Amir sa che molti si aspetterebbero questo da un ragazzo della sua età, con la sua storia; ma a lui, questo futuro già prefissato non sta bene. Per questo inizierà a  cercare un modo per esprimere la sua rabbia, la sua frustrazione e il suo desiderio di appartenenza. Inizialmente sembra che lo skateboard sia la risposta giusta: con il suo amico Roberto, salta la scuola per andare in giro sulle ruote del suo skate, provando sempre nuovi tricks;  ben presto però, lo skate non basta più. A Roma iniziano a diffondersi i primi writers, gruppi di ragazzi che si riuniscono la notte per scrivere sui muri e lasciare il loro segno. Amir entra in uno di questi gruppi e, sebbene sia il più giovane, riesce a conquistarsi il diritto di lasciare il proprio marchio personale. 

Con il passare del tempo, Amir riesce a trovare il suo posto, il suo branco, che si riunisce a piazzale Flaminio; lotta per il riconoscimento dei diritti di chi, come lui, è italiano, anche se ha origini straniere, ma non riesce ad integrarsi; e poi arriva lei, la musica. È qui che Amir si realizza pienamente, nella musica rap. Nelle sue canzoni, racconta le sue esperienze, belle e brutte, le sue lotte quotidiane e infine riesce anche a raccontare la vicenda di suo padre: fin da piccolo, infatti, aveva sempre trovato difficile parlarne, anche con i suoi amici più stretti; sentiva che in un qualche modo avrebbero provato pietà o lo avrebbero giudicato. 

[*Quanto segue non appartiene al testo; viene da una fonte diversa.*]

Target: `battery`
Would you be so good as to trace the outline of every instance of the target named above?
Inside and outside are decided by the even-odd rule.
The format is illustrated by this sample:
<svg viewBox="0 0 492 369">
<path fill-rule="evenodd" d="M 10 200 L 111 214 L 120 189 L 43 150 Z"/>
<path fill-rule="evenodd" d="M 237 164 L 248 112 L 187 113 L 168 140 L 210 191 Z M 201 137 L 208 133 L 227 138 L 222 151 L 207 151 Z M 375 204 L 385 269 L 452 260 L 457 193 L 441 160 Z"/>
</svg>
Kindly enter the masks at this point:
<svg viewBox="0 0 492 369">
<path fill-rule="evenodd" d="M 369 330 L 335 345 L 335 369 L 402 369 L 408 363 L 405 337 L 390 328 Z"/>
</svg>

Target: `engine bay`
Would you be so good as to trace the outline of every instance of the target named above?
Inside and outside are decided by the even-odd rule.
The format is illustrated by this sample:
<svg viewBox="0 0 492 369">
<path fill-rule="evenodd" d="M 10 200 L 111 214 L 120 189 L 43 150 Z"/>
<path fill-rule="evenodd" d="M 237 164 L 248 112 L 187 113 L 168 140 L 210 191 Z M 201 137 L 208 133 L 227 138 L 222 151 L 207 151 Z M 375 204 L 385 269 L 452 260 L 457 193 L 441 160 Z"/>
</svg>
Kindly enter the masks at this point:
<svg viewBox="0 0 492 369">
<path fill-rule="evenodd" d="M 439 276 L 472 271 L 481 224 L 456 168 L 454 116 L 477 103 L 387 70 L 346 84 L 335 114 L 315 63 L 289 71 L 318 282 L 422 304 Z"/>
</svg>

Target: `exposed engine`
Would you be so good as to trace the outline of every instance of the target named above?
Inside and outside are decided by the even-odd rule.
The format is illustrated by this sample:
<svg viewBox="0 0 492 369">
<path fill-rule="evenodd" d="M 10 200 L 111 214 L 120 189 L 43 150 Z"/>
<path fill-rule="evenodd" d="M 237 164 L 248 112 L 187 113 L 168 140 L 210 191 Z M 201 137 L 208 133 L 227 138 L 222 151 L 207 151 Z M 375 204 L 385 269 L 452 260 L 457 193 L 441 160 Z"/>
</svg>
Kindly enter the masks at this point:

Vivo per questo non è solo un romanzo di formazione; è un romanzo di riscatto, di lotta contro i pregiudizi e gli stereotipi. Ho trovato molto piacevole questa lettura, non solo per i temi affrontati, ma anche perché descrive molti luoghi che io conosco realmente, perciò ho vissuto la storia in modo più diretto. Una figura che mi ha colpito molto, anche se rimane sullo sfondo, è la madre di Amir: una donna che si sveglia alle cinque, che fa più d un lavoro per aiutare i figli e permettere loro di fare una vita dignitosa. Ho ammirato molto la sua capacità di sacrificarsi per il bene della sua famiglia. Molto interessanti sono anche le informazioni che Amir ci da sulla storia del writing e della sua diffusone sulle scene romane, così come della musica rap. In conclusione, è un libro che consiglio a tutti, in particolare a chi, come Amir, non permette a nessuno di farsi mettere delle catene addosso.

Per quanto riguarda lo stile di scrittura, sono rimasta molto sorpresa. In fondo, Amir vive in una periferia romana, scrive le sue canzoni usando anche il dialetto e mi aspettavo che il libro fosse scritto allo stesso modo. Invece mi sono ritrovata davanti ad una sintassi praticamente perfetta e scorrevole, come se Amir avesse raccontato la sua storia a qualcuno che poi l’ha trascritta, infiocchettandola. Mi sarebbe piaciuto leggerla così come quasi sicuramente è stata raccontata.